U.S. stock futures are up slightly after marginal gains overseas in the final trading session of 2011.
Major indexes inched higher by less than 0.1 percent after yesterday's 1 percent advance by the S&P 500. European benchmarks climbed by 0.25 percent to 0.45 percent, roughly mirroring the changes in the Asia-Pacific region overnight.
Foreign-exchange trading is showing a modestly risk-averse tone, with the euro falling against "safe havens" such as the Japanese yen, the U.S. dollar, and the Swiss franc. The Canadian currency also edged lower, while the Australian dollar bucked the trend by pushing higher.
The big story in commodities is a rebound in precious metals. Gold is up almost 2 percent and silver almost 3 percent after falling hard in the last three weeks. Crude oil is down slightly, while most agricultural products are rebounding.
The main headline overnight came from China, with continued weakening in the manufacturing sector. The HSBC Purchasing Managers Index had a 48.7 reading in December, up from 47.7 the previous month, but any figure below 50 indicates contraction.
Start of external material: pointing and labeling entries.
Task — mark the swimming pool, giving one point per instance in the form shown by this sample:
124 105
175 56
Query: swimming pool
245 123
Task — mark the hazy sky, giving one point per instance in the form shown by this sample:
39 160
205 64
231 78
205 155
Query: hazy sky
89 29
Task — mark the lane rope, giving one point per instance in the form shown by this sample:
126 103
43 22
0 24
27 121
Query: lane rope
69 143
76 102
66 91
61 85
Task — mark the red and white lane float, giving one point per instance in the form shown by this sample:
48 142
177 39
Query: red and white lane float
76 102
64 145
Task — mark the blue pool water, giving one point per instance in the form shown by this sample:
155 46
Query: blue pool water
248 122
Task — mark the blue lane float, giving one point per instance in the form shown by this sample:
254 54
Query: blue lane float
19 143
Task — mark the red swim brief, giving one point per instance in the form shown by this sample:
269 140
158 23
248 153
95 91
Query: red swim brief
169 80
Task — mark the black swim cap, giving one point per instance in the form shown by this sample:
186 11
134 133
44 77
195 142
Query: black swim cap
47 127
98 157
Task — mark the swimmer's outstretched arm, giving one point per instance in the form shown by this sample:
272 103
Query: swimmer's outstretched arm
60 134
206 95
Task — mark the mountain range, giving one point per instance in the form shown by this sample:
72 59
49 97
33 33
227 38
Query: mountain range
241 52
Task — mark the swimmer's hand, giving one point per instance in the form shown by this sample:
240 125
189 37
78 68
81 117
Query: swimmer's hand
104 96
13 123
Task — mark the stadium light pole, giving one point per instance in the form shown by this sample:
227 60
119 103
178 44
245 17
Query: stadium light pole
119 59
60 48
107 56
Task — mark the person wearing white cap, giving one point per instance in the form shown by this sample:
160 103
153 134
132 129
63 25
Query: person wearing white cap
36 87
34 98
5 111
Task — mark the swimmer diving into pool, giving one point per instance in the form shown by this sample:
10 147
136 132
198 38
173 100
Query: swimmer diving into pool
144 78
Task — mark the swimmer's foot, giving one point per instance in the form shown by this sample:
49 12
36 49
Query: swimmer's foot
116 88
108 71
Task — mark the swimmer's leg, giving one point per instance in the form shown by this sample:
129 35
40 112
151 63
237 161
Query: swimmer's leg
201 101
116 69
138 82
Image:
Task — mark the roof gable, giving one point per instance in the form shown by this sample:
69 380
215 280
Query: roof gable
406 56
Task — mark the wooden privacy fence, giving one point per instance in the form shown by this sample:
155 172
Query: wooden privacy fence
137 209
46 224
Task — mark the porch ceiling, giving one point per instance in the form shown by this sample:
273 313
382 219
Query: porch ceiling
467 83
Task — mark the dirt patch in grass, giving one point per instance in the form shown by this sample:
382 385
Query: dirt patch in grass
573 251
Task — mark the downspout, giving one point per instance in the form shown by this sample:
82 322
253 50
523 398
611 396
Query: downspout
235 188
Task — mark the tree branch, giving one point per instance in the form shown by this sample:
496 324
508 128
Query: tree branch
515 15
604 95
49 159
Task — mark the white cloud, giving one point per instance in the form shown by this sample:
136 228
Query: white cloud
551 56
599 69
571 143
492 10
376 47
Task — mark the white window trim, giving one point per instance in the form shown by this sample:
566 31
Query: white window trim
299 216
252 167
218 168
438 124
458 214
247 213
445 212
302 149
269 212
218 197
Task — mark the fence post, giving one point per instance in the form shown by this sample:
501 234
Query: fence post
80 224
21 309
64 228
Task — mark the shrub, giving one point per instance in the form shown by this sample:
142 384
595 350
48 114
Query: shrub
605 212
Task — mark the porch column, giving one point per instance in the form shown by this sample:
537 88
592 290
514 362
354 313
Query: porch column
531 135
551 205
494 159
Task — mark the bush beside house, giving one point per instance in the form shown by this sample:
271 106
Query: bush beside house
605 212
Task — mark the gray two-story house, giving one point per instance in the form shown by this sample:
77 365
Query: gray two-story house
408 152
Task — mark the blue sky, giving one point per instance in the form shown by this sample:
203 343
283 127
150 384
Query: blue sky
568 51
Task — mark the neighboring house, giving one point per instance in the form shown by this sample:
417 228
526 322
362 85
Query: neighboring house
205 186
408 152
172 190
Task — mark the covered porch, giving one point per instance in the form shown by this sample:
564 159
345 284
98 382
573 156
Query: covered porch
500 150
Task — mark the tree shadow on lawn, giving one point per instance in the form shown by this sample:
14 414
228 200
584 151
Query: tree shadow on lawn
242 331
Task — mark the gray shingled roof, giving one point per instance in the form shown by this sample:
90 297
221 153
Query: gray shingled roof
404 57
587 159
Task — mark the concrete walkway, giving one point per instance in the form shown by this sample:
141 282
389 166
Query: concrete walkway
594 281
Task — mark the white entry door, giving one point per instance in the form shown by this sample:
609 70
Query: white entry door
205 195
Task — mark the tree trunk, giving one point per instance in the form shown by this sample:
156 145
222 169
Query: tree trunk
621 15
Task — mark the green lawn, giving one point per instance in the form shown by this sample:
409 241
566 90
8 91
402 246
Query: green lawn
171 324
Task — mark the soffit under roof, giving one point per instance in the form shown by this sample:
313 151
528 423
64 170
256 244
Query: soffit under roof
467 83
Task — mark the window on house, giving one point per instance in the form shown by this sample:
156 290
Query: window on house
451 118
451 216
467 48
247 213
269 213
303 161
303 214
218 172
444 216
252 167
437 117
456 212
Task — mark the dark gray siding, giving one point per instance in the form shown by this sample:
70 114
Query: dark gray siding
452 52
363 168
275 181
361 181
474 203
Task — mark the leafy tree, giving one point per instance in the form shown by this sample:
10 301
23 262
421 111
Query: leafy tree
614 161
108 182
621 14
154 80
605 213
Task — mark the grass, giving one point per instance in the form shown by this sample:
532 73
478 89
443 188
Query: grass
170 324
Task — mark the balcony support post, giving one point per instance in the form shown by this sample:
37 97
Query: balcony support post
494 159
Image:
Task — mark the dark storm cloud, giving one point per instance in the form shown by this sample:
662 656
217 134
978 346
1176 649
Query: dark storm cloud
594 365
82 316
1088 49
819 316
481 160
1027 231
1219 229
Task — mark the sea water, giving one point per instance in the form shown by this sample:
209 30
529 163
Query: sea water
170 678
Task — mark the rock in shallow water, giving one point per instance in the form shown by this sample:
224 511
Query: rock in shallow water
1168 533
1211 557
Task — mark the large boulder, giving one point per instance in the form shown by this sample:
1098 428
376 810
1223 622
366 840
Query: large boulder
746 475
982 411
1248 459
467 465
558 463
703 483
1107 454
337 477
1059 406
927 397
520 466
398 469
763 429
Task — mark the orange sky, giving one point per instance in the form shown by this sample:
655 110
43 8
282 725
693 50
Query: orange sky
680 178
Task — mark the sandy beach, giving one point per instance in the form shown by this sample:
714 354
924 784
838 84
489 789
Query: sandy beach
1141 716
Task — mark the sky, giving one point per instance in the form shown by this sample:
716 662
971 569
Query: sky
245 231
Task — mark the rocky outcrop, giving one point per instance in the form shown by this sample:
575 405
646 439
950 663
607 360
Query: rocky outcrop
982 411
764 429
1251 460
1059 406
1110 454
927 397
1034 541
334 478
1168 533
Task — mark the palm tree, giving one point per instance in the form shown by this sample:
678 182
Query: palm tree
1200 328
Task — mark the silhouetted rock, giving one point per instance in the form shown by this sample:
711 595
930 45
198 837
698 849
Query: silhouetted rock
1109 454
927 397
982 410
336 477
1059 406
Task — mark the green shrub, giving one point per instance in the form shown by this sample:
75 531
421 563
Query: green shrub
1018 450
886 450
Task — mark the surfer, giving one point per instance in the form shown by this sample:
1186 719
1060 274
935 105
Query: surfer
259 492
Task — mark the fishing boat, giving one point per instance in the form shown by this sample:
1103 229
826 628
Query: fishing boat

Officials there are now expected to lower their reserve requirement for banks as the Chinese economy experiences weaker demand from abroad and falling property values at home.
Another overseas development that could affect trading will come from Madrid, where Spain's new center-right government is scheduled to announce about $5 billion in austerity measures.
There are no major economic reports or important company headlines so far this morning.